Estudios científicos recientes han demostrado que las toxinas de tabaco permanecen en el aire desde días hasta meses, incluso después de que el humo y el olor aparentemente se hayan disipado. Además concluyen que no existe un nivel seguro con respecto a la exposición al humo, ya que estas toxinas se adhieren a las partículas de polvo que existen en cualquier casa o lugar público.


Once de los 250 componentes del humo del tabaco están considerados dentro de los cancerígenos del primer grupo, lo cual significa que son totalmente dañinos. Por mencionar algunos de estos gases, químicos y metales pesados, tenemos al cianuro, que es utilizado en armas químicas; al monóxido de carbono, el mismo que sale por los escapes de los coches; al arsénico, muy usado en pesticidas; al plomo, componente químico de las pinturas; al cromo, miembro de la fórmula del acero; al cadmio, utilizado en baterías, y al altamente radioactivo polonio-210.

En casi todo el mundo las etiquetas en las cajetillas de cigarrillos advierten sobre los riesgos de impotencia, daño fetal, nacimientos prematuros, cáncer, enfermedades cardiacas, enfisema, daños bucodentales.
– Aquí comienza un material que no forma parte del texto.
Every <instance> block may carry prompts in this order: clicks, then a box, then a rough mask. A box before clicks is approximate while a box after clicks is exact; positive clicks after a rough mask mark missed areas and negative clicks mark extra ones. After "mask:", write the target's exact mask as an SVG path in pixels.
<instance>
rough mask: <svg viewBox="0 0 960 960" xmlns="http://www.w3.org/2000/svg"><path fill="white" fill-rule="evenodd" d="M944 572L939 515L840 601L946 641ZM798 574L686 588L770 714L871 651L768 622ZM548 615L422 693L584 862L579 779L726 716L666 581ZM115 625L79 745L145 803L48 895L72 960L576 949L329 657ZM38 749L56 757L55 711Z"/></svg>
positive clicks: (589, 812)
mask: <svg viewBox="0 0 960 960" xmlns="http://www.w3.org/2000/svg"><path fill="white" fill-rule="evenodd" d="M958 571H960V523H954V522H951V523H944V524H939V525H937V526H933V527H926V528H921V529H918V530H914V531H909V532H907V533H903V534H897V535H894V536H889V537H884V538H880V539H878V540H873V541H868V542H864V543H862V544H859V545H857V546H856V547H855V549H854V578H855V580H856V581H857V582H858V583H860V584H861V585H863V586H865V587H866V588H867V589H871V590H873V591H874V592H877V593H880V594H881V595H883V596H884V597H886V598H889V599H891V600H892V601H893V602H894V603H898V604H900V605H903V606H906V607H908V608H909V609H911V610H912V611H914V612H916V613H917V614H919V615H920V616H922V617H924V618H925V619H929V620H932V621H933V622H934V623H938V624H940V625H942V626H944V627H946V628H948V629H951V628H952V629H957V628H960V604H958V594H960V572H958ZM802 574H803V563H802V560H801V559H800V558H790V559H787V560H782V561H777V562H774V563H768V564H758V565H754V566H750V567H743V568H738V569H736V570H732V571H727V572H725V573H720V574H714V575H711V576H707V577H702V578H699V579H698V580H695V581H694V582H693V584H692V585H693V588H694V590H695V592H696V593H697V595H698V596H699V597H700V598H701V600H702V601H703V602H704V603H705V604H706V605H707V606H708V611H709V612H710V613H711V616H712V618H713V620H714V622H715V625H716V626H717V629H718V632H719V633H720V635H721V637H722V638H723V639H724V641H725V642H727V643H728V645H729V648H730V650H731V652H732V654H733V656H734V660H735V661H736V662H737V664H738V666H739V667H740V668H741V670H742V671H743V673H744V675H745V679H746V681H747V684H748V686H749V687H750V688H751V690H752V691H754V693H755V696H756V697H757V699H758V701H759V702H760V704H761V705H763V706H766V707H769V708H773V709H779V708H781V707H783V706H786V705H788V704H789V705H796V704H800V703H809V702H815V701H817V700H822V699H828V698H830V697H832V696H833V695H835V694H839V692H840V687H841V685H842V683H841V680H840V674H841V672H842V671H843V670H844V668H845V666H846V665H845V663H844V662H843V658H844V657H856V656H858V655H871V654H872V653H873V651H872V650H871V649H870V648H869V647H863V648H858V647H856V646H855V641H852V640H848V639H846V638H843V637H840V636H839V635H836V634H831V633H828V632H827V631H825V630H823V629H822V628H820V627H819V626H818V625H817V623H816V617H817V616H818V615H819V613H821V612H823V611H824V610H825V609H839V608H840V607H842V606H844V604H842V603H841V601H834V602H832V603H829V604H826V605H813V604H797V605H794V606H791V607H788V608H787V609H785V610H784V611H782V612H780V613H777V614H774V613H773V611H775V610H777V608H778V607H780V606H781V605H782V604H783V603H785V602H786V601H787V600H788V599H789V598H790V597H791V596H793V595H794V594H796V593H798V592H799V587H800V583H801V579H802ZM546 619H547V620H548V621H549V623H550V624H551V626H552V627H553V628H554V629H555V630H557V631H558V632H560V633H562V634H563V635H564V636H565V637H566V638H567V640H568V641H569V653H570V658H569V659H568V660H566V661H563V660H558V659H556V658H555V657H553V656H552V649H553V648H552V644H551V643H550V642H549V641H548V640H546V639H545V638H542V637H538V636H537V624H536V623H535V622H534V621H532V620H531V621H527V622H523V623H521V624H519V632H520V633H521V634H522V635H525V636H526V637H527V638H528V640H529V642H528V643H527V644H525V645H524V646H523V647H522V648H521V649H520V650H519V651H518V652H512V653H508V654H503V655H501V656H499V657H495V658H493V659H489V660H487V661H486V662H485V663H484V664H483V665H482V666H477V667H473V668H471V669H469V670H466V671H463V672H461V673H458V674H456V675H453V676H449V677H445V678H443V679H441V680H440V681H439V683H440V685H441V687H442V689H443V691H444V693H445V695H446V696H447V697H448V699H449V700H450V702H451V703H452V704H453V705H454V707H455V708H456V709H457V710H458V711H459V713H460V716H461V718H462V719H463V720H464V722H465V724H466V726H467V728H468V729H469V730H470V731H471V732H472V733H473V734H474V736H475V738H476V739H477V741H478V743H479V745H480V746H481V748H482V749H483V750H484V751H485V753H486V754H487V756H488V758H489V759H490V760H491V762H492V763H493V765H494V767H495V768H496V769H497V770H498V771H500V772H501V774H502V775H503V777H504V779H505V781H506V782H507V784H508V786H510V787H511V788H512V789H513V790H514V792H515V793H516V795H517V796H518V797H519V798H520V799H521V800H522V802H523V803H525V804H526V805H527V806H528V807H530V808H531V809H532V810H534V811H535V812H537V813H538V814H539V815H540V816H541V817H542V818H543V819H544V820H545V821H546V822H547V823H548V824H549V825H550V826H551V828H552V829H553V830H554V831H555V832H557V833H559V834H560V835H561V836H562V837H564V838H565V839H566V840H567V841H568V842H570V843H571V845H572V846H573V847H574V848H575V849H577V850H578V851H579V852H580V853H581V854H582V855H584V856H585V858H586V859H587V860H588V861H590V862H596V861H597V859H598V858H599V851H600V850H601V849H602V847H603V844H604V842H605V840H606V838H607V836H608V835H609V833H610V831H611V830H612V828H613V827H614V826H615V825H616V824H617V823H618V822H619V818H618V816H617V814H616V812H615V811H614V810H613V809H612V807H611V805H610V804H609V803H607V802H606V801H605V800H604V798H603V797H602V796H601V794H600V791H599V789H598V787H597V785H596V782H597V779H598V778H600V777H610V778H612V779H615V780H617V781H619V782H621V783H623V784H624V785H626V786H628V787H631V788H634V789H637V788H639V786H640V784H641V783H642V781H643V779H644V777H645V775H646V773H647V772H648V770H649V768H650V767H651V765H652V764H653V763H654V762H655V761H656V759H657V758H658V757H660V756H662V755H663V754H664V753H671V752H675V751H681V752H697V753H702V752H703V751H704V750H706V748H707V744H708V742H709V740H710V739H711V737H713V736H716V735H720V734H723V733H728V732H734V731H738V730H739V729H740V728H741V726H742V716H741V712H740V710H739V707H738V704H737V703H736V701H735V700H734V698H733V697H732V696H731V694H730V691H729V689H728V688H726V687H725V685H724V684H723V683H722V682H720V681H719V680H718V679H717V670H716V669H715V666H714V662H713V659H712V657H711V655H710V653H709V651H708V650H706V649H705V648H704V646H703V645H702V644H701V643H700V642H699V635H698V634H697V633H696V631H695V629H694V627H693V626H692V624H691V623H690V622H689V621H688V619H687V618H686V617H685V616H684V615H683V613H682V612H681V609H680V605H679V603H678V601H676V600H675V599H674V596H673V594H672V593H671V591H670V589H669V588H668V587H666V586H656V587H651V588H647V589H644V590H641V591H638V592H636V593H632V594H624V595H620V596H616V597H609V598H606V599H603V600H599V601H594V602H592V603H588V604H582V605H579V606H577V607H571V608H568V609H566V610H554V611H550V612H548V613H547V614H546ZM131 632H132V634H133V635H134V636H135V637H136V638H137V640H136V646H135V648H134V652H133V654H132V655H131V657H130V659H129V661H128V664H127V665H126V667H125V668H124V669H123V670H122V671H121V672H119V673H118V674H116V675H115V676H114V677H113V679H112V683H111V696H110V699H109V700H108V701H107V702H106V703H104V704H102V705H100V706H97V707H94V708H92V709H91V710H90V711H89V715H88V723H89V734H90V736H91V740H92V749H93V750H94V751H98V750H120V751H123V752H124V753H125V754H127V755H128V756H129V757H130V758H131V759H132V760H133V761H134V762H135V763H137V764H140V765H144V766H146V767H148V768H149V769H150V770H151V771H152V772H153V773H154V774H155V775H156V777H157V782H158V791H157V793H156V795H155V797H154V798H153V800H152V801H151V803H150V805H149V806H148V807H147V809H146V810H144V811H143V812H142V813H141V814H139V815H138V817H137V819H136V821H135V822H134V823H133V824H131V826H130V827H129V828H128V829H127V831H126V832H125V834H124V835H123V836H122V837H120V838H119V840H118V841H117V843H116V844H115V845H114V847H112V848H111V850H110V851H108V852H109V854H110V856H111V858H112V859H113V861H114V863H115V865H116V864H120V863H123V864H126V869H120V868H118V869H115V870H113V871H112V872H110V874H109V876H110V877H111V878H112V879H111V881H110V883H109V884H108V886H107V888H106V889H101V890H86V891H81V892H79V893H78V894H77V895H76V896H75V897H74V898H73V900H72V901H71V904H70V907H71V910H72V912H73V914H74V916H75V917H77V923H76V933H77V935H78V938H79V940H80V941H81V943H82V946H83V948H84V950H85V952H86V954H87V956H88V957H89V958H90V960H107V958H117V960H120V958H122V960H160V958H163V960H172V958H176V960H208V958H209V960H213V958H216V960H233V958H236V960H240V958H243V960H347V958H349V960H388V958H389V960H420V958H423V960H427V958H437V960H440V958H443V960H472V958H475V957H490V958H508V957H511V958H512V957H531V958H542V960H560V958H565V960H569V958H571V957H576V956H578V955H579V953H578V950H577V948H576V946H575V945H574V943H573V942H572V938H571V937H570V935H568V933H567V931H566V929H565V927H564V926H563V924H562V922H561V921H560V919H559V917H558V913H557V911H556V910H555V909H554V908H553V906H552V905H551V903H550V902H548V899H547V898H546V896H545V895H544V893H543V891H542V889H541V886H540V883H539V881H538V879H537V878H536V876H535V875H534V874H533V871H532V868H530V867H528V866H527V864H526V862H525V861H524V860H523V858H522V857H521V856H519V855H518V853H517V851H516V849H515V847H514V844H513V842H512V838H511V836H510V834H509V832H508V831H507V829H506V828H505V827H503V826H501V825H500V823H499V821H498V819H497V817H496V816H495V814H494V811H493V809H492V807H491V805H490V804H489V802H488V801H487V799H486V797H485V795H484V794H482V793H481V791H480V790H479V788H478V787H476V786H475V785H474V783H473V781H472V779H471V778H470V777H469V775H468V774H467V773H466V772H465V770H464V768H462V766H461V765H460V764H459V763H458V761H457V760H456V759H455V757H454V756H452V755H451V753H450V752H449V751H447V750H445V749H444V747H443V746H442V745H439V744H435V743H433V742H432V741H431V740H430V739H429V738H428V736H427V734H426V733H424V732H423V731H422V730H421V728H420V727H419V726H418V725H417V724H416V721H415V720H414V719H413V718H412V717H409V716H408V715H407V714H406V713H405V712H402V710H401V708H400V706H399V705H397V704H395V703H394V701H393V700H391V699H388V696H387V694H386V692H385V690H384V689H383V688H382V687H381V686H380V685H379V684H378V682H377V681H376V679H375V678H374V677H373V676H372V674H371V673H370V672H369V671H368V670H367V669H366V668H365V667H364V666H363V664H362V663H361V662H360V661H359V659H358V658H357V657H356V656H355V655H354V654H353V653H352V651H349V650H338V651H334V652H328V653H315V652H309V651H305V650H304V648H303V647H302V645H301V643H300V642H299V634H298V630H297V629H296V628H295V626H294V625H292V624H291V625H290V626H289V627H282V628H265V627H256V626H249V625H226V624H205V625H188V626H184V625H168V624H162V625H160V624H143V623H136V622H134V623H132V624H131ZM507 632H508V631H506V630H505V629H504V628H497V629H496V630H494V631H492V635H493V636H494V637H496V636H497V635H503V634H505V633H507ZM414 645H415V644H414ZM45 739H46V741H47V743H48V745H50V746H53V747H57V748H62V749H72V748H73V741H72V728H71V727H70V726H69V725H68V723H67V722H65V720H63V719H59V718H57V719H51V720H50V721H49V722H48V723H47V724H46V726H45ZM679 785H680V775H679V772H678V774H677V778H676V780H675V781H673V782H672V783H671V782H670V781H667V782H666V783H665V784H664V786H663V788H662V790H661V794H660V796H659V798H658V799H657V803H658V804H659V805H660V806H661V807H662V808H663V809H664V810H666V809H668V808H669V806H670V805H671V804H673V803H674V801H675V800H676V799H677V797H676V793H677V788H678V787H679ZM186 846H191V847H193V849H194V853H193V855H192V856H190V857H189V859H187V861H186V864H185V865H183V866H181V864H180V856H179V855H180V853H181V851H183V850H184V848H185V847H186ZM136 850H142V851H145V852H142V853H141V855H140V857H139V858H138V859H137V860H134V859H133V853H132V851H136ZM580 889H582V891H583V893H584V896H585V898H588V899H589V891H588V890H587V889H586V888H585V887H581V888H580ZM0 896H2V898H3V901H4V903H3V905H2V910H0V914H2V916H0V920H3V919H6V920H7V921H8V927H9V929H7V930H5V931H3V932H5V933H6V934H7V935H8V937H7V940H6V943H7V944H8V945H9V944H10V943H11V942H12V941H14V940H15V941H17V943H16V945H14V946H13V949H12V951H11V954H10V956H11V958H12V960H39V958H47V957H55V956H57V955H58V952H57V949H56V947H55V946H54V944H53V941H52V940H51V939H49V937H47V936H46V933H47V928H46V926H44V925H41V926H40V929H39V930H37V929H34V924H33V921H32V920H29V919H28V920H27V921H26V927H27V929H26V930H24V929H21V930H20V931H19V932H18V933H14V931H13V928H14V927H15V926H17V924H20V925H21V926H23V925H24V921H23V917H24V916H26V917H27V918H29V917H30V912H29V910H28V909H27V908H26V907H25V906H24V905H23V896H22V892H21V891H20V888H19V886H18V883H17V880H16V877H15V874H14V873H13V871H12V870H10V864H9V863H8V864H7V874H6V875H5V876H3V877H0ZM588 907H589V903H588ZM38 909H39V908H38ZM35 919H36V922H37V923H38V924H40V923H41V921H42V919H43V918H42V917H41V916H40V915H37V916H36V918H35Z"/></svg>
Sin embargo, estudios recientes documentan que 5.000 fumadores pasivos mueren al año en España, una cifra muy alta a pesar de estas campañas anti-tabaco.

Para completar el obscuro panorama, ahora existe una nueva clasificación de fumador pasivo, el llamado de “tercera generación”, que es quien se ve expuesto a estas partículas incluso en ambientes considerados libres de tabaco porque no se fuma dentro de ellos.

Si usted fuma fuera de casa o es un fumador pasivo en algún lugar público, las partículas tóxicas del humo del tabaco se impregnan en su ropa y cabello así que en cuanto entra en contacto con su bebé, niños o cualquier persona adulta que no fume serán ellos quienes sufrirán la acción directa de éstas.

Los más jóvenes son especialmente susceptibles a ser fumadores de tercera generación ya que su ritmo respiratorio es más rápido que el de los adultos, por lo tanto inhalarán mayor cantidad de partículas en menos tiempo.

Ser fumador de tercera generación es altamente arriesgado, el círculo se cierra y aunque las medidas sanitarias y preventivas progresen, la única solución viable y realmente  efectiva  para  terminar con la existencia de estas amenazas a la salud y riesgos mortales por consumo de tabaco es sólo cuestión de sentido común: “Hay que dejar de fumar definitivamente”.